Today I wanted to highlight books specifically on medicinal chemistry and drug discovery. Those are always festive additions to the holiday season, right? This list builds on last year’s recommendations, with updated editions of some titles, and adds a number of suggestions from readers.
I’ll start out with a recent history of our whole field: The Evolution of Drug Discovery. There are a lot of good books written at various levels about the discovery of particular drugs or therapies, but it’s rare to see the entire business of drug discovery looked at in this way.
For general medicinal chemistry, you have Bob Rydzewski’s Real World Drug Discovery: A Chemist’s Guide to Biotech and Pharmaceutical Research. A recent addition to this area is Drug Discovery: Practices, Processes, and Perspectives, by Jack Li and E. J. Corey. Another recommendation is Textbook of Drug Design and Discovery by Krogsgaard-Larsen et al. Several readers here have recommended earlier verions of Silverman’s medicinal chemistry book, and there’s now a third edition: The Organic Chemistry of Drug Design and Drug Action. Readers have also recommended Camille Wermuth’s The Practice of Medicinal Chemistry. For getting up to speed, several readers recommend Graham Patrick’s An Introduction to Medicinal Chemistry. Similarly, Medicinal Chemistry: The Modern Drug Discovery Process is a recent introductory textbook that I thought was well done.
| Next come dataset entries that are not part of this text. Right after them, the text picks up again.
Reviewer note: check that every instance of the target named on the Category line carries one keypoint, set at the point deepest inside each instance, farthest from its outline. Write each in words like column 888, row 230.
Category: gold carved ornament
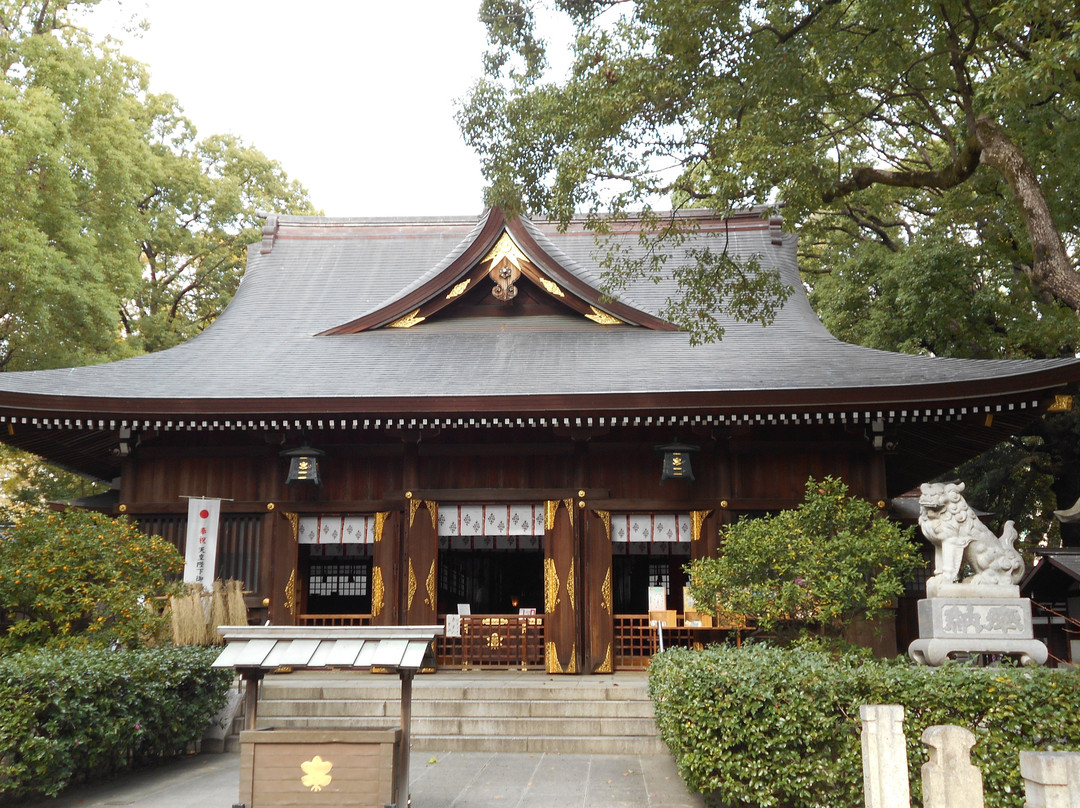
column 505, row 268
column 697, row 520
column 430, row 586
column 1061, row 404
column 551, row 659
column 605, row 667
column 552, row 287
column 550, row 509
column 412, row 586
column 316, row 773
column 378, row 591
column 408, row 321
column 569, row 586
column 550, row 586
column 603, row 318
column 291, row 594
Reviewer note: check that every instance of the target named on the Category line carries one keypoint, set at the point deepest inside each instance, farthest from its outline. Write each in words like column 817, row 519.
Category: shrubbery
column 81, row 578
column 818, row 566
column 79, row 713
column 768, row 727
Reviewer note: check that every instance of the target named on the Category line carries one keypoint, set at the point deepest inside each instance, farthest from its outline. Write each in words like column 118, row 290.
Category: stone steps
column 476, row 712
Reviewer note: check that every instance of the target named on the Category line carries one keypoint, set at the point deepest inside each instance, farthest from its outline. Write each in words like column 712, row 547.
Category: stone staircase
column 497, row 711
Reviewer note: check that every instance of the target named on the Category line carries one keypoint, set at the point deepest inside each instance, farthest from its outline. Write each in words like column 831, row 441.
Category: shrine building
column 472, row 427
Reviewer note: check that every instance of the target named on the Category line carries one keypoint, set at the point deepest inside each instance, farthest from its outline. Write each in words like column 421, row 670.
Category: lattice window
column 660, row 576
column 338, row 578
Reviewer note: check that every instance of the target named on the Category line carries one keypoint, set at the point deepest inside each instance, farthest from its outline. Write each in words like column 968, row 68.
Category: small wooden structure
column 325, row 766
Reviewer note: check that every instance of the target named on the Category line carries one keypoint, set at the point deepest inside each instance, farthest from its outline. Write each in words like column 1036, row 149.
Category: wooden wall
column 743, row 472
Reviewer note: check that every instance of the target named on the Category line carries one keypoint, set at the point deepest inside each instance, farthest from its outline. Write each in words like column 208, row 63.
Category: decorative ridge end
column 269, row 230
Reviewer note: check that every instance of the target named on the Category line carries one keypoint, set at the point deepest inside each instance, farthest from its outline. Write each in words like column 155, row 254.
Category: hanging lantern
column 676, row 463
column 302, row 465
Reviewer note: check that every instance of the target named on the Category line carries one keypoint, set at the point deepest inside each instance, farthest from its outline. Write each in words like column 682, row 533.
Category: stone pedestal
column 948, row 778
column 975, row 625
column 1051, row 779
column 885, row 756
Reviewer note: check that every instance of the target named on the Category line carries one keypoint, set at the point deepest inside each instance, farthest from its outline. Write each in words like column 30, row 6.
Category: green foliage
column 820, row 565
column 27, row 483
column 765, row 727
column 928, row 298
column 871, row 122
column 122, row 232
column 76, row 714
column 81, row 578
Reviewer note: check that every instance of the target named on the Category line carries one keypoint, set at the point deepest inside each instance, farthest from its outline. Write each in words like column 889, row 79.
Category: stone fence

Process chemistry is its own world with its own issues. Recommended texts here are Practical Process Research & Development by Neal Anderson, Repic’s Principles of Process Research and Chemical Development in the Pharmaceutical Industry, and Process Development: Fine Chemicals from Grams to Kilograms by Stan Lee (no, not that Stan Lee) and Graham Robinson. On an even larger scale, McConville’s The Pilot Plant Real Book comes recommended by readers here, too.
Another book that focuses on a particular (important) area of drug discovery is Robert Copeland’s Evaluation of Enzyme Inhibitors in Drug Discovery. Other recent books on particular areas of med-chem are Bioisosteres in Medicinal Chemistry by Brown et al., recommended by several readers, Scaffold Hopping in Medicinal Chemistry, and Protein-Protein Interactions in Drug Discovery, Volume 56
For chemists who want to brush up on their biology, readers recommended an earlier edition of this now updated Terrence Kenakin book: A Pharmacology Primer: Techniques for More Effective and Strategic Drug Discovery , as well as Pharmacology in Drug Discovery: Understanding Drug Response. Cannon’s Pharmacology for Chemists, and Molecular Biology in Medicinal Chemistry by Nogrady and Weaver have also been recommended.
Overall, one of the most highly recommended books across the board comes from the PK end of things: Drug-like Properties: Concepts, Structure Design and Methods: from ADME to Toxicity Optimization by Kerns and Di. This one is from 2008, but the same authors have another book coming out in February: Blood-Brain Barrier in Drug Discovery: Optimizing Brain Exposure of CNS Drugs and Minimizing Brain Side Effects for Peripheral Drugs. Another recent PK-centric book is Lead Optimization for Medicinal Chemists. For getting up to speed in this area, there’s Pharmacokinetics Made Easy by Donald Birkett, and the Drug Metabolism and Pharmacokinetics Quick Guide has also been recommended.
In a related field, standard desk references for toxicology seems to be Casarett & Doull’s Toxicology: The Basic Science of Poisons and Hayes’ Principles and Methods of Toxicology Every medicinal chemist will end up learning a good amount toxicology, too often the hard way.
And a recently mentioned book here might prove useful as well: Navigating the Path to Industry, aimed at academic scientists (not just entry-level ones, either) who are looking at industrial research positions and wondering how to get from here to there.
As always, suggestions for more titles to add to the list are welcome.